J'avance avec mes yeux scrutant le carrelage du corridor d'attente. Je devrais plutôt me chercher une chaise libre et y atterrir. Pourquoi est-ce que la bande formée par la jonction du mur et du sol est plus large du côté gauche que celle du droit ? Ça m’agace et pourtant je sais très bien que je ne peux rien y faire. Je parviens quand même à prendre place parmi les gens qui patientent. Je fixe un des rayons du carrelage — ils sont perpendiculaires au mur — en y faisant glisser mon regard depuis mon pied gauche jusqu'à la porte du bureau du docteur. Je me trouble soudainement car un des carreaux est légèrement décalé. Le moment venu je ne pourrai peut-être pas aisément me rendre jusqu’à l'ouverture salvatrice. J'imagine une sorte d'énergie atomique que je suis le seul à voir afin de repositionner la tuile harmonieusement. Je l’ai générée en tapotant imperceptiblement du pied gauche, puis la traînée de poudre brûle très vite vers le mur faisant exploser la porte.


Je réalise soudainement qu’il y a des gens qui se retournent pour me fixer. Je me raidi en recevant toute cette attention, mais je suis habile pour désamorcer rapidement ce genre de malaise. La détonation sourde était sortie de ma bouche et pour la rendre inoffensive aux prunelles des autres, j'éructe un peu en terminant par me racler la gorge. Je termine par un toussotement. Ils retournent tous sans délai à leur bidule électronique sauf une vieille dame à l'air soupçonneux qui me lance de furtifs jets d'œil à intervalle de quatre secondes. J'évite tout contact de nos yeux et juste avant de paniquer, le médecin ouvre la porte et appelle un patient. Mais non, ce n'est pas elle qu'il invite à entrer, ni moi d'ailleurs. La porte refermée, je bouge négligemment vers la chaise libérée en toussant dans le creux de mon coude droit. Succès, l'aïeule me lâche.

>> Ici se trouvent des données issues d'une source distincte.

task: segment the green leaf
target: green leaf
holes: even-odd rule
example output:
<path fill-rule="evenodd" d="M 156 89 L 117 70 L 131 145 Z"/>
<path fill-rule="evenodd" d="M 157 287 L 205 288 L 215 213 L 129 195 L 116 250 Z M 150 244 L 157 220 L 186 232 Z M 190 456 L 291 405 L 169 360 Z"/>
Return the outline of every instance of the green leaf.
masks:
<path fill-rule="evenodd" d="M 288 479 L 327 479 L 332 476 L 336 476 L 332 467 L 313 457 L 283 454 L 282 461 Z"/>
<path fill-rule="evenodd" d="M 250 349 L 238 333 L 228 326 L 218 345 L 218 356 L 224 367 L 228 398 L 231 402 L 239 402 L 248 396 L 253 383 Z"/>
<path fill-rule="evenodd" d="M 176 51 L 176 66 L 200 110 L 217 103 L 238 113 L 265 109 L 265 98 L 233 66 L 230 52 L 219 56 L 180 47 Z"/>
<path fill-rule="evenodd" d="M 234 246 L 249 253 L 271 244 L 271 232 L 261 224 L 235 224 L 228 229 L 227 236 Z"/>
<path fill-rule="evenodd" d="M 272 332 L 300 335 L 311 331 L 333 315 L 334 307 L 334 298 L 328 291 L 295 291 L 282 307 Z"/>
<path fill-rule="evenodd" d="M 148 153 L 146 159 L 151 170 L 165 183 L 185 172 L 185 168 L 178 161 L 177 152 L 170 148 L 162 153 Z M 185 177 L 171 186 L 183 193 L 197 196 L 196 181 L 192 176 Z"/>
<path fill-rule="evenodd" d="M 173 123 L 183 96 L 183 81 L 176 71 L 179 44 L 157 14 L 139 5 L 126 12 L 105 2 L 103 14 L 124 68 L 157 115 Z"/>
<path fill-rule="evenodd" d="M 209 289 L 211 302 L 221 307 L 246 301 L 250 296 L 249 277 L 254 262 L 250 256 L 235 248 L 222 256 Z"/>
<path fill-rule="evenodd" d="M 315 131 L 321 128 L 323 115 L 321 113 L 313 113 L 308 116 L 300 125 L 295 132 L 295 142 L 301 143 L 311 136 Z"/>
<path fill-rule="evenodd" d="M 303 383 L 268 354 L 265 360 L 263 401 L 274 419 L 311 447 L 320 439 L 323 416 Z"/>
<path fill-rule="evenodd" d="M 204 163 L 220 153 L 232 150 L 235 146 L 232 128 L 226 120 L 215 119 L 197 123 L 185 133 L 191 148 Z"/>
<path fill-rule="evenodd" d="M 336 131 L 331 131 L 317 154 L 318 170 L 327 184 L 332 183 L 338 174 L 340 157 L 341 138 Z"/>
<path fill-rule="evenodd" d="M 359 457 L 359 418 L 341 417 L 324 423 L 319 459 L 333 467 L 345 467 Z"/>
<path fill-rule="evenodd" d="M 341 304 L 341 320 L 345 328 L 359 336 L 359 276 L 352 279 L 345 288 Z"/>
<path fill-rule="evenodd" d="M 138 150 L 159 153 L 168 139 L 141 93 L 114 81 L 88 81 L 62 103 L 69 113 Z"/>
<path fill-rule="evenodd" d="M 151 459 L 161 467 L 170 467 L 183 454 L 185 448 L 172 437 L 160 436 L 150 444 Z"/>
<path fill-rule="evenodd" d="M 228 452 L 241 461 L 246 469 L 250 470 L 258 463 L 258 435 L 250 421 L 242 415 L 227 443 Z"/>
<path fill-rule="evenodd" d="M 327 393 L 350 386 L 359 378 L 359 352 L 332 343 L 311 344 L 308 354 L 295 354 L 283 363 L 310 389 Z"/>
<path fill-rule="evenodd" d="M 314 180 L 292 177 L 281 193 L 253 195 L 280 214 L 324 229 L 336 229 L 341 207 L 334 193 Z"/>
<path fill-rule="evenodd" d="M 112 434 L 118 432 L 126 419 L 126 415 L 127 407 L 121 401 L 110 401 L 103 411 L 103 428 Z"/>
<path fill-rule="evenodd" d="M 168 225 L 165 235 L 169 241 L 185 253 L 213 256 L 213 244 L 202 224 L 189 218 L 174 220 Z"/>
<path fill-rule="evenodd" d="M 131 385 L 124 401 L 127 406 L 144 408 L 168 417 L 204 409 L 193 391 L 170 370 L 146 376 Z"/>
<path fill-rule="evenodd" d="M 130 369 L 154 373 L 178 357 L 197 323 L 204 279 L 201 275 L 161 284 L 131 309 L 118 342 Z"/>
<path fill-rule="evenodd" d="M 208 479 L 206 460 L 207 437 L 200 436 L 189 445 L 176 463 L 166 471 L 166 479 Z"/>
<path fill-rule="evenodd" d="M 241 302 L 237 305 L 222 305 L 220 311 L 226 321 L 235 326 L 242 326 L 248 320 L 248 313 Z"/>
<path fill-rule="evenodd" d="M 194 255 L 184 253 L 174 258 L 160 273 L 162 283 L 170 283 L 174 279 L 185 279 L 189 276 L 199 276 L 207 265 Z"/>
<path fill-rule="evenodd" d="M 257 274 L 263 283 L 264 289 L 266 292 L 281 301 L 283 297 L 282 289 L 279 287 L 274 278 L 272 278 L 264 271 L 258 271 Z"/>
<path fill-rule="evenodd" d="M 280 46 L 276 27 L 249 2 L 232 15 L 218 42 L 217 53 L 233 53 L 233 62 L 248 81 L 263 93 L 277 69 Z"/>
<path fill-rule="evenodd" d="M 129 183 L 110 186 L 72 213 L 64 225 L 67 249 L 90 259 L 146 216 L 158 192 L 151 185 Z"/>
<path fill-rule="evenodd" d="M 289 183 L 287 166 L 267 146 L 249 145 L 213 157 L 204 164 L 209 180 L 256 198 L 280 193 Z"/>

« Poumm pâpomm! Poupoumm pâpomm! » Ces bruits sont à peine audibles, ils dansent sur le bout de mes lèvres et j'ai ma chaussure de gauche qui emboîte le pas en alternance avec celle de droite; ma tête valse gaiement. Ça dure déjà depuis quelques minutes lorsque je m'inquiète du monde autour. Ouf! Personne ne semble s'intéresser à mon tintamarre. Discrètement je retourne dans ma tête, j’arrive à être invisible.


Poursuivre. Je dois poursuivre l'attente. Le médecin ouvrira bientôt la porte pour m'appeler moi, m'inviter moi, me délivrer moi, pour entrer dans ce lieu mystérieux, cet endroit d'espoirs; moi, j'espère.


À l'appel de mon nom, je bondis de ma chaise comme un moineau de badminton qui fuit une raquette hostile pour ralentir exponentiellement. J'avance vers l'entrée du paradis et je fais bien attention de ne pas jeter mes yeux au sol où se trouve l'imperfection récalcitrante. Il faut que je paraisse normal. Je dois paraître normal. je m'efforce vraiment dans cette tâche et je parviens à avancer presque facilement jusqu'à ce que j’approche du cadre qui offre un paysage de bord de mer incertain. Il est légèrement de travers contrastant avec l'axe vertical et bien droit de la porte. Cela me stresse depuis que je me suis levé pour avancer lentement car je veux paraître nonchalant, mais c’est trop difficile. Comme si je bafouillais du bout du pied gauche sur un un sillon interrompu au plancher, je vacille et du coin de l'épaule je heurte doucement l'objet suspendu au mur. Je ne vois rien d'autre que ce maudit cadre et le chambranle de la porte qu'il me faut aligner pour pouvoir continuer d'avancer. Je replace le panorama de niveau avec le pouce et l’index de la main gauche soulevant un côté du cadre et le majeur droit appuyant sur l’autre. J’affiche une mine en excuses troublées qui répare une maladresse fortuite. J’imagine les visages surpris et outrés de la galerie; je n’ose les regarder par craintes d’agressions visuelles, mais je ne peux éviter, lorsque je passe le porche, les pupilles inquisitrices de celui qui pourra me soulager de moi-même sitôt la porte refermée.


En entrant dans le bureau du médecin, sans surprise, mon pied droit effleure distraitement le pas de la porte, histoire de rétablir l’équilibre avec l’autre pied sacrifié par l’accrochage au sol rétablissant un paysage désaxé. Ce qui se dira dans ce bureau est et restera un secret, profession oblige, parce que moi, je passerais pour un déséquilibré si jamais cela se savait.